Pienso que he perdido la cuenta. Quizá sea febrero cuando el viento frío, casi glacial, hace su aparición y atormenta mi rostro cuarteado, cubierto de una espesa barba y cabellos sucios. Detengo una mirada larga en estas manos ásperas donde sólo quedan restos de nicotina en unos dedos temblorosos y débiles.
He perdido la noción del tiempo. No sé si es febrero o marzo, o si es que los días se amontonaron veloces y acabaron trayéndome un nuevo año. Creo que he pasado la vida entera escapando, sin saber de qué ni de quién, porque el arsenal de pastillas que llevo siempre conmigo en la mochila, han hecho que escuche a mis espaldas el murmullo de cazadores humanos y sus perros carniceros.
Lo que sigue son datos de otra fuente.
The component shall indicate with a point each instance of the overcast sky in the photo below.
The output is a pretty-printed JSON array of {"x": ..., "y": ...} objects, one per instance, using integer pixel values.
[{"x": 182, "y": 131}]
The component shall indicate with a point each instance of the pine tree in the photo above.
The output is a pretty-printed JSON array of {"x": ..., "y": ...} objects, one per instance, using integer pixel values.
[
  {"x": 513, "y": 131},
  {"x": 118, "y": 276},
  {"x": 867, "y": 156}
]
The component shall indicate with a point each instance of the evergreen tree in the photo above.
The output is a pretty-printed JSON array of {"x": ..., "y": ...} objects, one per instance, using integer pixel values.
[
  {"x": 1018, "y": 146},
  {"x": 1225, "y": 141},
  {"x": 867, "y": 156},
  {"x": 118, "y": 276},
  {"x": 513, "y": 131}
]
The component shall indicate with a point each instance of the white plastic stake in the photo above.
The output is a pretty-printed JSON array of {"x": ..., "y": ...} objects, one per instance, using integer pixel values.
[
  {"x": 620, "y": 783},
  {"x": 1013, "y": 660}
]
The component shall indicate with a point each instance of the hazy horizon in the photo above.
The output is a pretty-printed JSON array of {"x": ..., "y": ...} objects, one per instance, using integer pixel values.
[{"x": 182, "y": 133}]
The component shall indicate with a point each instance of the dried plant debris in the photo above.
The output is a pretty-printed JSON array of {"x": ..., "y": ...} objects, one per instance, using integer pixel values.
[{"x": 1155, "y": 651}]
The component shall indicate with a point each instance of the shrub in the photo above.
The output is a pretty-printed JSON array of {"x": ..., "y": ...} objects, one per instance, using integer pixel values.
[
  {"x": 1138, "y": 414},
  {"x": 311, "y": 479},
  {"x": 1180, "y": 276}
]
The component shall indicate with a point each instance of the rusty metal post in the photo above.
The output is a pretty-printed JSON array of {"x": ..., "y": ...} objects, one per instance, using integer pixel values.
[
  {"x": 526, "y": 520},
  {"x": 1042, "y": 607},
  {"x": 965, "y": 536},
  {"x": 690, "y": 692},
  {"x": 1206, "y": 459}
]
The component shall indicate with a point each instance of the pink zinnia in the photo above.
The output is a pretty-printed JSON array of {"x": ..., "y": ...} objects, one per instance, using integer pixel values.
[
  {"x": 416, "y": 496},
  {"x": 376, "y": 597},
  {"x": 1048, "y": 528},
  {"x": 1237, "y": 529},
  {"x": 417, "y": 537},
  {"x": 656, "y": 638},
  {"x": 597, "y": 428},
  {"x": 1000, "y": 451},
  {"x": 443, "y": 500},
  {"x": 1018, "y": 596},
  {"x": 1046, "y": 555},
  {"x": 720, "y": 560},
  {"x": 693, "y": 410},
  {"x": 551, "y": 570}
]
Sólo sé que tenía que avanzar, caminar a paso ligero por los bordes empinados de las grietas, en medio de montañas escabrosas, ocultándome en arbustos espinosos, sintiéndome desnudo y como un animal aterrado, temblando ante la inminencia del fin.
Pero ahora, es tal el agotamiento que he decidido parar. Me he sentado sobre una roca pequeña, hiriente por sus múltiples aristas, a mirar el horizonte, donde al fondo parece encontrarse un hermoso verdor, tupido y vital, tan al alcance de la mano que, paradójicamente, parece estar al final del mundo… De pronto me viene un impulso enorme de lanzar la mochila hacia el infinito y al hacerlo siento que he logrado la libertad, que mi sueño más caro por fin me ha sido otorgado y cierro los ojos, un instante nada más, para contemplarlo a plenitud, eternamente.